While the actual mechanism behind the disease wasn't understood by Parkinson, experts today understand that Parkinson's disease occurs when a group of cells deep in the middle of the brain-in an area called the substantia nigra compacta (SNc)- begin to malfunction and eventually die. These brain cells, known as neurons, contain a chemical called dopamine, and can be easily seen through a microscope on postmortem examination of the brain. The tremor, rigidity, and bradykinesia associated with Parkinson's disease usually become evident after 60 to 70 percent of these dopamine-producing neurons have died.
A normal healthy brain and the brain of a person with Alzheimer's disease. The pigmented, dopamine-containing cells of the substantia nigra compacta (SNc) die off, and an Alzheimer's sufferer may lose 50 percent or more of these cells.
THE CAUSES OF PARKINSON'S DISEASE
What causes Parkinson's disease and triggers the neurons to malfunction and die? Scientists have no definitive answers, but many researchers and Parkinson specialists believe that the disease is caused by a number of factors and that it's likely that an environmental factor such as a virus, a toxin, or stress to the body triggers the expression of a genetic, inherited risk in the form of Parkinson's disease. This is called the "double hit" hypothesis, meaning that more than one thing has to occur for a person to get Parkinson's disease.
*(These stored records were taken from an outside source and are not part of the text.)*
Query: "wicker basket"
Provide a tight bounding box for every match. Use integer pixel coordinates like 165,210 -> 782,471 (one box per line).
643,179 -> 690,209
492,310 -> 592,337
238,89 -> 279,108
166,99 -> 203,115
Oxidative Stress and Free Radicals
Oxidative stress refers to stress on a cell that makes the cell less able to function in its assigned way. Oxidative stress occurs when a cell has become fragmented due to the presence of free radicals. Free radicals are molecules in the body that have become split as a result of various stressors, and that then can attach themselves to other cells or membranes, or even break up other molecules. When free radicals are built up in excessive amounts, they can lead to injury of the cells' proteins and molecules, including DNA, and cause cell death. Oxidative stress is one of the leading theories as to what might cause dopamine cell death in Parkinson's disease.
The body's immune cells can scavenge free radicals, but if the immune system isn't functioning optimally, free radicals can proliferate. The effects of free radicals can be reversed by nutrients known as antioxidants-vitamins C and E are two very common antioxidants, for example. These nutrients are able to give up parts of their cells, which then partner with the free radical and neutralize its destructive capacity. In the case of Parkinson's disease, researchers are trying to identify those factors that cause oxidative stress on dopamine brain cells. When dopamine is broken down, it is metabolized into several different molecules, including peroxides, which react with iron and form toxic free radicals.
In a healthy brain these peroxides are detoxified by the presence of glutathione. But in a brain where excessive dopamine has caused overproduction of peroxides, or where there is a deficiency of glutathione, overproduction of toxic free radicals can occur and cause oxidative stress and subsequent cell injury and death. Ultimately, when enough cells die, Parkinson's disease symptoms appear. The theory of oxidative stress as a cause of Parkinson's disease is the basis for studies of agents that prevent or lessen oxidative stress, such as glutathione.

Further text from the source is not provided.